If you haven’t filed a patent application yet, file one immediately to preserve your rights. You may be able to get a patent before your competitor even though you filed later, especially when the competitor's patent application has not been published yet. Additionally, filing quickly can still allow you to claim rights on different aspects of the invention, provided they are novel and non-obvious over the competitor’s application.


Evaluate for Derivation Proceedings

If you believe your competitor derived the invention from you (i.e., they stole or copied your invention), you can initiate a derivation proceeding under 35 U.S.C. § 135. To succeed in a derivation proceeding, you must prove that the claimed invention was derived from you and that they filed the patent without your permission. Remember to initiate the derivation proceeding within one year of the first publication of your competitor’s application.


Conduct a Thorough Prior Art Search

If the competitor's patent application is published, you may conduct a thorough evaluation of the pending claims in your competitor's patent application and compare them to your invention and determine if your invention is distinct or if there is any significant overlap. This is important because once the competitor's patent application is published, it would be used as prior art against your later-filed patent application claiming the same or similar subject matter. Therefore, if your invention is the same or similar to what is claimed in the competitor's patent application, you may have a very difficult time to obtain your own patent over the competitor's patent application and may even face freedom-to-operate issues when you try to commercialize your invention in the future.


Due to the significant risk, you should consider invalidating your competitor's claims that cover your invention. One way is to look for prior art that predated the filing date of the competitor's patent application, that is, to conduct an invalidation search. Prior art can include earlier patents, publications, public uses, or sales that describe the invention before the earliest effective filing date of the competitor's patent application.
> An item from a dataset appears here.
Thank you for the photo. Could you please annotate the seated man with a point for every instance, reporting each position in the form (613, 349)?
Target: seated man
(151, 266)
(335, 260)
Submit Prior Art via Third-Party Submissions

If you have successfully found a prior art, and if your competitor’s patent application has been published but not yet granted, you can file a third-party submission under 37 CFR 1.290. This allows you to submit prior art that could undermine the patentability of your competitor’s claims. Note that you have only limted time window to submit the prior art. You must submit the prior art before the Notice of Allowance or within six months after the publication of the patent application (if the first Office Action was issued outside the six-month window, use the issuance date of the first Office Action as the deadliene for submitting the prior art), whichever is earlier.


Monitor the Application and Consider Post-Grant Options

If you missed the third-party submission deadline and your competitor’s patent issues, you can challenge the patent in one of post-grant procedures at the USPTO:

  • Post-Grant Review (PGR): Available for the first nine months after a patent is granted. This procedure allows you to challenge the patent on any ground (e.g., lack of novelty, non-obviousness, lack of written description requirement, lack of enablement, patent eligibility).

  • Inter Partes Review (IPR): After the nine-month window for PGR closes, you can still challenge the patent’s validity but can only do so based on prior art.

  • Ex Parte Reexamination: You can request a reexamination of the patent based on new prior art that raises a substantial new question of patentability. Remeber, while you will be a party to PGR and IPR proceedings, you would not be a participant of Ex Parte Reexamination after your request - if the USPTO decides to initiate the Reexamination procedure, it would be a proceeding between the patent owner (your competitor) and the USPTO.